Well -- we had much this same argument from one other player, but he never was able to particularly suggest anything to help his enjoyment of it (or did not care to). If you have suggestions, we're certainly open to them.
Here's the situation as I see it:
Old Situation
1. All players get a copy of every ingredient as soon as anyone picks it up, anywhere in the world.
a. This has the advantage of being really good for when someone is offline but still wants to pop by every so often.
b. Also great when you're joining a server blind.
c. Downside of being really unclear, and in fact even leading a few reviewers and players to think that "ninja loot stealing" was possible.
d. Also has the massive downside of encouraging players to journey separately from one another but on the same server, since if two players are separate they gain 2x the resources they would when together.
2. The multiplier of enemy health was 1x the number of players who had been in the chunk.
a. Advantage of being numerically balanced.
b. Disadvantage of players almost unanimously perceiving it as unbalanced when it is not.
Encouraged behaviors:
A. Logging onto random servers and adventuring around a bit, mostly without anyone, but with being on the same server.
B. Serial-play games where one player plays for a while, then another player plays some, then maybe both play some, etc.
Discouraged behaviors:
C. A group of friends actually journeying together and having fun in the same areas with one another. Which was kind of the original point in the first place.
New Situation
1. Any time there's a resource dropped, all the players on the screen have the opportunity to pick it up. Or all players in a mission get the reward, as the case may be.
a. The advantage is that it neither penalizes nor rewards playing separately or together. If you play with other people, you get the same rewards as them. If you play apart, you get the rewards you get.
b. The disadvantage is that for a player who drops in and out while others are playing consistently, that player will fall behind.
c. On the plus side, as spellgems are physical object now, other players are now easily able to give that player a spellgem if they wish, whereas before they could not do so.
2. Additionally, any player joining a server completely fresh gets both catch-up enchants AND spellgems of an appropriate level.

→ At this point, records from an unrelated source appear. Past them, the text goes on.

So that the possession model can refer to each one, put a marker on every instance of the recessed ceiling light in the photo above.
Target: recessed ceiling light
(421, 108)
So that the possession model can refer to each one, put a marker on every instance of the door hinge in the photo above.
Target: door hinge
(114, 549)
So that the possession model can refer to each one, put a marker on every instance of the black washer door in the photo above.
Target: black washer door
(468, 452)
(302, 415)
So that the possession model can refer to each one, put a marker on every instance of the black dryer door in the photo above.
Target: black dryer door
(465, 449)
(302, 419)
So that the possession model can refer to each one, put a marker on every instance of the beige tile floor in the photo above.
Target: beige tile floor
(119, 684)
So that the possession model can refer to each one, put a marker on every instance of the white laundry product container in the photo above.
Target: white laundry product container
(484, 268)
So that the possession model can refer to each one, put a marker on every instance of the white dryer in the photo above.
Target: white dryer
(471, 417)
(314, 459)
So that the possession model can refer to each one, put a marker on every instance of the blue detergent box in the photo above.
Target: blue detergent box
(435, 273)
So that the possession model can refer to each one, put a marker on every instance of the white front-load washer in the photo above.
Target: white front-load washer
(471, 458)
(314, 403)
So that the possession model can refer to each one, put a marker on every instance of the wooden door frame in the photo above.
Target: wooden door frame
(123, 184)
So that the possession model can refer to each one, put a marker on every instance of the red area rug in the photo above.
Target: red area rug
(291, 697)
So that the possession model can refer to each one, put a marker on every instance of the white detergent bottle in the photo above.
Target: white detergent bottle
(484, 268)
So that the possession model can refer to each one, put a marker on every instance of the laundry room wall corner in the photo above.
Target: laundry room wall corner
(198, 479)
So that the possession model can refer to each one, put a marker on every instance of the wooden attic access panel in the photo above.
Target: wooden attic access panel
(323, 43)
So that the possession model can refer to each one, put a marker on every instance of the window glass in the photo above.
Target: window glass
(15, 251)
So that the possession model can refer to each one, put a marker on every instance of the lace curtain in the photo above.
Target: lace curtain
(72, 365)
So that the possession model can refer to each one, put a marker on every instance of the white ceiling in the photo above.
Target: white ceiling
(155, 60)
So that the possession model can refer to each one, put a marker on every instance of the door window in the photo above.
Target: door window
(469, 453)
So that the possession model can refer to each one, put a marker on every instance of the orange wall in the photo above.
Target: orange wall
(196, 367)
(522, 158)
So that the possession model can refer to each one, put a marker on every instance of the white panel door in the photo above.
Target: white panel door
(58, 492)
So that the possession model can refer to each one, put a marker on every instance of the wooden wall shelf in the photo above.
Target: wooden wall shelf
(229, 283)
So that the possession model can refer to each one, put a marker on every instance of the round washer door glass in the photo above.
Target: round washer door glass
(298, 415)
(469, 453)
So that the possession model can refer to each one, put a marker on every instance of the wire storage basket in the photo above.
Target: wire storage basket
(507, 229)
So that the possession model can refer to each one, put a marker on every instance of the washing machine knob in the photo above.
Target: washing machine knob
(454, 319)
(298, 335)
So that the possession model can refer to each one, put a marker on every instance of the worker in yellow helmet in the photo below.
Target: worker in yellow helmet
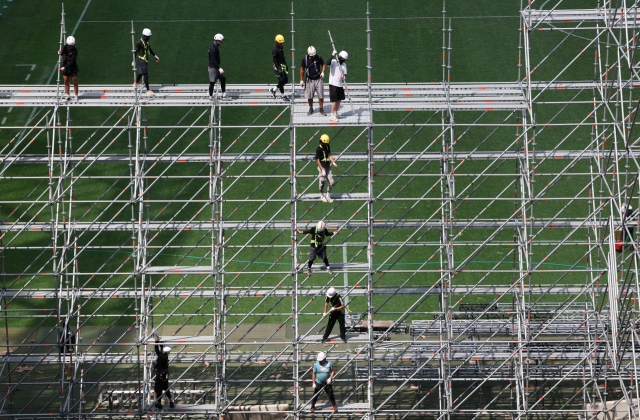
(325, 160)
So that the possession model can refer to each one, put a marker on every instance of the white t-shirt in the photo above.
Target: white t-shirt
(335, 77)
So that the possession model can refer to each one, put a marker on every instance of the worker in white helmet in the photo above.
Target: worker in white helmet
(69, 67)
(335, 307)
(161, 385)
(215, 71)
(144, 51)
(318, 248)
(322, 378)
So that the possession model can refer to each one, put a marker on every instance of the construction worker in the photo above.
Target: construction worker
(280, 67)
(335, 313)
(215, 71)
(69, 66)
(318, 248)
(311, 78)
(162, 375)
(337, 75)
(628, 216)
(325, 160)
(143, 50)
(322, 378)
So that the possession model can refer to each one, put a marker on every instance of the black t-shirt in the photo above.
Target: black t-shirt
(335, 301)
(322, 153)
(313, 66)
(69, 57)
(278, 57)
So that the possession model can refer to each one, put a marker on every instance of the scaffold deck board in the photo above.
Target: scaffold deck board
(282, 157)
(610, 16)
(335, 196)
(284, 225)
(196, 293)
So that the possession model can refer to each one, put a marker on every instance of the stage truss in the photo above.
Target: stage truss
(449, 218)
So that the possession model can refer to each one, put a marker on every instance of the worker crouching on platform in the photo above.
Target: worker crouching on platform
(162, 375)
(322, 378)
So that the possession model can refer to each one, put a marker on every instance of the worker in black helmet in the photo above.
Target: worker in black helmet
(162, 374)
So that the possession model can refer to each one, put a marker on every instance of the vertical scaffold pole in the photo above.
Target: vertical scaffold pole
(370, 233)
(294, 244)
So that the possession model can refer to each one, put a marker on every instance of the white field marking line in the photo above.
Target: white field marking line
(302, 19)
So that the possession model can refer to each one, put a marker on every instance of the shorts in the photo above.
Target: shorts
(314, 86)
(336, 93)
(214, 75)
(143, 67)
(317, 252)
(73, 72)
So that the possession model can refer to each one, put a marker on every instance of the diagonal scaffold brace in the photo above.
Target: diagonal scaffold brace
(344, 80)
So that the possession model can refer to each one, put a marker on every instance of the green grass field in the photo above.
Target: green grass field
(407, 46)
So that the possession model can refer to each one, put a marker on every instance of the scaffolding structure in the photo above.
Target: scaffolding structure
(164, 218)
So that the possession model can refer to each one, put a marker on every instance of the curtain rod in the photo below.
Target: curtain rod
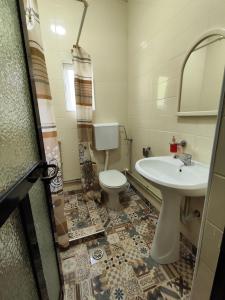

a. This has the advantage of not making a new player on a strange server be beholden to the kindness of strangers.
b. This has the disadvantage of not helping people who hop in and out of servers.
3. Finally, the multiplier when players are together has been made sub-linear, so that if there are players playing together in one chunk it is demonstrably better than being apart even to casual math/logic.
a. This has the disadvantage of being technically less balanced, but not by too much.
b. However, it has the massive advantage of seeming more balanced to the many people who thought the other system was unbalanced.
Conclusion
In my view, the new system offers vastly more flexibility except in one case: the case where one player only plays some of the time while the majority of players play the whole time through. I'm not yet sure what to do about that case, and nobody affected by that case has yet put forth any comments or arguments one way or the other about it. If people have suggestions, we'd love to hear them, but this simply isn't how we play the game and so we're not likely to think of a solution to it.
In general, the premise of this game isn't lots of strangers running around completely unaware of one another in a world. If it were, we wouldn't have or need all the anti-griefing controls. And all the business with citybuilding and guardian power scrolls and so forth wouldn't really fly in that sort of environment, because it would be far too easy for someone to grief unless they were locked out of it completely. Which they certainly can be, if that sort of "strangers running around completely unaware of one another in a world" gameplay mode is attractive to someone.
But more often than not, the people we've heard from have been those playing with friends or family. The new system lets them split off when they want to intentionally diverge themselves (let me get this fire spell while you get that earth spell, then we'll meet up), while at the same time encouraging them to actively stay together and overcome challenges... cooperatively.
Next Steps If You Disagree
Please don't get mad; I'm really not interested in an impassioned argument about this, and there's no need for it. If you have a "use case" that I'm not familiar with or are overlooking, please explain to me what it is. If you have ideas to how the new system could be tweaked to better serve your use case, or server options or similar that might better serve that use case, then by all means please tell us about it. We'll listen, discuss, and see what we can do. And by "see what we can do" I don't mean "brush you off indefinitely because we actually don't care."
We do care, but we can't design something effectively that we don't actually play. And that's what it boils down to: from almost every angle I can think of, the new system is demonstrably better. And yet you and one other player so far have come forward saying that it's making your play experience worse, but without specifics enough for it to be actionable yet. To me that says that, despite it being AVWW in both cases, we're really playing different games. And before we can do anything about fixing yours, we need to understand what it even is.
I hope that makes sense and/or helps!